Half of a percentage point may not seem like a major difference, but when you have a large database, it does rise to the level of ‘significance’. Indeed, one excitable reporter calculated that if we replaced all male hospitalists with their female counterparts across the country we could save 32,000 lives! However before we all rush out to change our doctors, let’s look a little more deeply at this study. The researchers looked at the most common reasons for hospital admission for adults over 65 and were able to detect this difference in outcomes if the patient had a diagnosis of sepsis, pneumonia, and renal failure, but not for congestive heart failure, urinary tract infection, or gastrointestinal bleeding. So if you can predict your next organ failure, perhaps you could request a female doc during your next hospitalization.
Some of the speculation of why this study demonstrated a gender difference is based on previous research that showed female physicians may have a slower, more careful decision-making style, and on average were better communicators than their male colleagues — both attributes that are valuable for treating chronic medical problems. However, the logical other side of this coin is that male providers, on average, might be better for urgent surgical problems where hand speed is necessary, or for treating problems that need the non-verbal skills such as the 3D spatial skills of an interventional radiologist.
But before we go down this hole of designing more studies to see if gender-questioning black Lithuanians are better at reading pathology slides than their white Anglo-Saxon counterparts, I think we all need to step back and acknowledge three major realities:
1) Female physicians have completely ‘arrived’ as quality clinicians and this study confirms what most of us know: they do an excellent job. Indeed, half of all medical students are now women.

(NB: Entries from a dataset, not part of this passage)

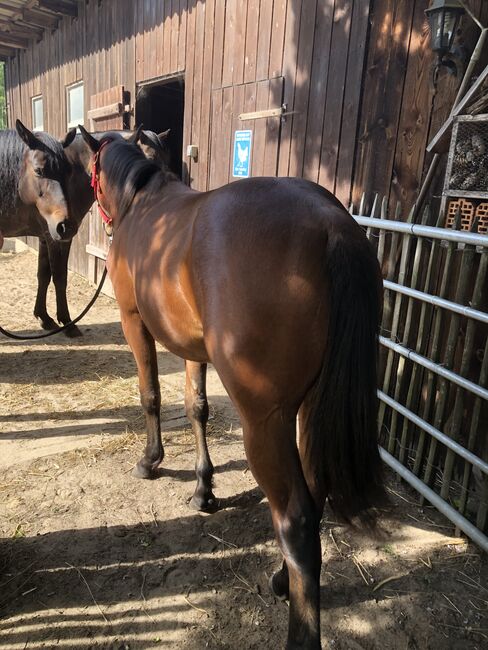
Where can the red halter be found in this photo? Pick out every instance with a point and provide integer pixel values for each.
(95, 182)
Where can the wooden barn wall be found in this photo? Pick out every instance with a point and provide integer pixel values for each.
(355, 76)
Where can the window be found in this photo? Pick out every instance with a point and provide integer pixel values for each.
(37, 113)
(75, 104)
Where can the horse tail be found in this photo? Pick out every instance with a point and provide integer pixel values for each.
(343, 438)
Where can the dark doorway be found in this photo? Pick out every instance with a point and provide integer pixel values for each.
(160, 106)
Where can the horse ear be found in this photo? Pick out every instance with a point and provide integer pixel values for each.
(89, 139)
(29, 138)
(134, 138)
(145, 139)
(68, 139)
(162, 136)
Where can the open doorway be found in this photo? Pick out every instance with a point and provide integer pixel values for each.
(160, 106)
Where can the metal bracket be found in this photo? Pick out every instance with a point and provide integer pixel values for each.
(270, 112)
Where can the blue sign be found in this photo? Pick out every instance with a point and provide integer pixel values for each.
(241, 167)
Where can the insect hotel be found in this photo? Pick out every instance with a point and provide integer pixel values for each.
(358, 96)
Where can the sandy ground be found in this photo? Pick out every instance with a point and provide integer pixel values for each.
(92, 558)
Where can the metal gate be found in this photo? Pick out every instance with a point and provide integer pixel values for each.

2) Modern medicine is a team sport and there are a multitude of skills and talents, some of which may have slight differences across provider-types.
3) All of the different specialties within medicine need to be open to accepting any potential candidate regardless of their gender, race, etc., as long as they can prove their ability to do the work.
In summary, “you’ve come a long way baby” and now it’s time to get back to the hard work of delivering babies, researching disease, healing the sick, and comforting the dying for 2017 — have a great New Year!